I spent some time alone this past weekend. I didn't plan to or really want to. Friday afternoon, I drove for three hours, and then waited for three more before I met up with a great friend whom I don't get to see often. I happened to be in an unfamiliar city while a beautiful Christmas parade was about to take place. I bought a hot tea, and determined to watch the parade, enjoying all the holiday revelry, alone.
I was trying to be a big girl, delighting in the cool air, wrapping my scarf a little more tightly, and smiling at sparkling-eyed kids watching the parade. It was enjoyable. To a point. But mostly I was keenly aware of my NOT being with someone and the way that made me feel. I stepped outside myself, observing my feelings of discomfort, and found that it was hard to be familiar with my alone self.
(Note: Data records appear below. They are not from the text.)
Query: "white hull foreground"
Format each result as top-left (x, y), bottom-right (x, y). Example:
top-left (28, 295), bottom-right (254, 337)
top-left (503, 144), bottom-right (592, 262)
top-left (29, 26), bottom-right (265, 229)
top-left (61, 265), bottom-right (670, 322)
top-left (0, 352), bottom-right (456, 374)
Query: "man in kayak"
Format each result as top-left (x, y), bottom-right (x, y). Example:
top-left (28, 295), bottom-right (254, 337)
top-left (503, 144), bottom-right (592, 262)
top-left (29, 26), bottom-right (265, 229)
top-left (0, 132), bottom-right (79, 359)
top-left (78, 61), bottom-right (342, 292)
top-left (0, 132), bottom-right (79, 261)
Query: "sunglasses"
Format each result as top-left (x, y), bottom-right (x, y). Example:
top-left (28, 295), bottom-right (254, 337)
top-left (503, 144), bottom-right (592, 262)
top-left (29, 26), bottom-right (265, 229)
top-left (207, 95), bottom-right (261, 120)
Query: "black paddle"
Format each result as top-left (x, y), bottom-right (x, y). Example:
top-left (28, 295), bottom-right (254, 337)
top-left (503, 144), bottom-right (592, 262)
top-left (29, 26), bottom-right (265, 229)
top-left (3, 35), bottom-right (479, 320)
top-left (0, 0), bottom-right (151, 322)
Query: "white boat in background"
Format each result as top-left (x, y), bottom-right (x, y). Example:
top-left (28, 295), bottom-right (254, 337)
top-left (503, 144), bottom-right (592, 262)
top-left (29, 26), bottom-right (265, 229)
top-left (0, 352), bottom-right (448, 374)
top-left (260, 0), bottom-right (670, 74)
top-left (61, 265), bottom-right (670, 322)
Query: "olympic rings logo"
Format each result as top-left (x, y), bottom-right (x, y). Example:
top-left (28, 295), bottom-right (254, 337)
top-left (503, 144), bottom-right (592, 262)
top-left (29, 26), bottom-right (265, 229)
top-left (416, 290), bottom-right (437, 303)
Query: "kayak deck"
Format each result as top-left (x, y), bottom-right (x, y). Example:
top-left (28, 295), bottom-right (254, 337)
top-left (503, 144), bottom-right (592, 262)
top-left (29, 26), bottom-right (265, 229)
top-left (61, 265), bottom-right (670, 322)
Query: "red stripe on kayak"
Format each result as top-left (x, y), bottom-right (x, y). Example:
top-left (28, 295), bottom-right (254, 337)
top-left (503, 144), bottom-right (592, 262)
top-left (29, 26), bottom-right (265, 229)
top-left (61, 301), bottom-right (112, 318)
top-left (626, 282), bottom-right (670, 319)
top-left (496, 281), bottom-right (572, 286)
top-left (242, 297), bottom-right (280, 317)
I wasn't a mommy, for the moment, which is my ever-present definition most hours of every day. I wasn't even a wife or friend or daughter to anyone present. I was just me, under the stars. My heart searched for a comfortable, settled understanding of just me, like when I lie in the sand and need to wiggle my own form into it first.
While I sorted through this state of being alone, I realized, again, that we were made to love and be loved. Relationship is stamped into our very being. It is a thread of need that we cannot remove. The thread can only be severed, leaving loose ends, and the sting of a promise broken.
But Jesus, Emmanuel, whose name means "God WITH us," came to us when we were alone. And in need. And stinging and broken. Our mistakes kept us severed from God. The earth shuddered with a plea: O Come O Come, Emmanuel. And His love for us welled up into a great crescendo of the cries of a laboring mother, and a birth. He came. To live and die, in order to heal our thread of relationship with Him.
When I am alone, under the stars, with no one else to define me, Emmanuel does. My relationship with my Father is what defines me. And not just when I'm alone, but that definition supersedes all the others, every day, when I let it.
Phillipians 2:6-7 is not often considered a Christmas passage, but it's message certainly is:
Though he was God,
he did not think of equality with God
as something to cling to.
Instead, he gave up his divine privileges;
he took the humble position of a slave
and was born as a human being.
I don't think I would have made that trade - divine privileges for human flesh. In fact, I can't wait to trade in the opposite direction, when my days here are finished.
But He loves us. And so there is no where Jesus wouldn't go to be with us.
Grocery store, or parade, or cross.
No where he wouldn't go to be with me.
Frickin' Leslie. Sometimes the words you write make me cry. big tears. big time. the last 3 lines. dude.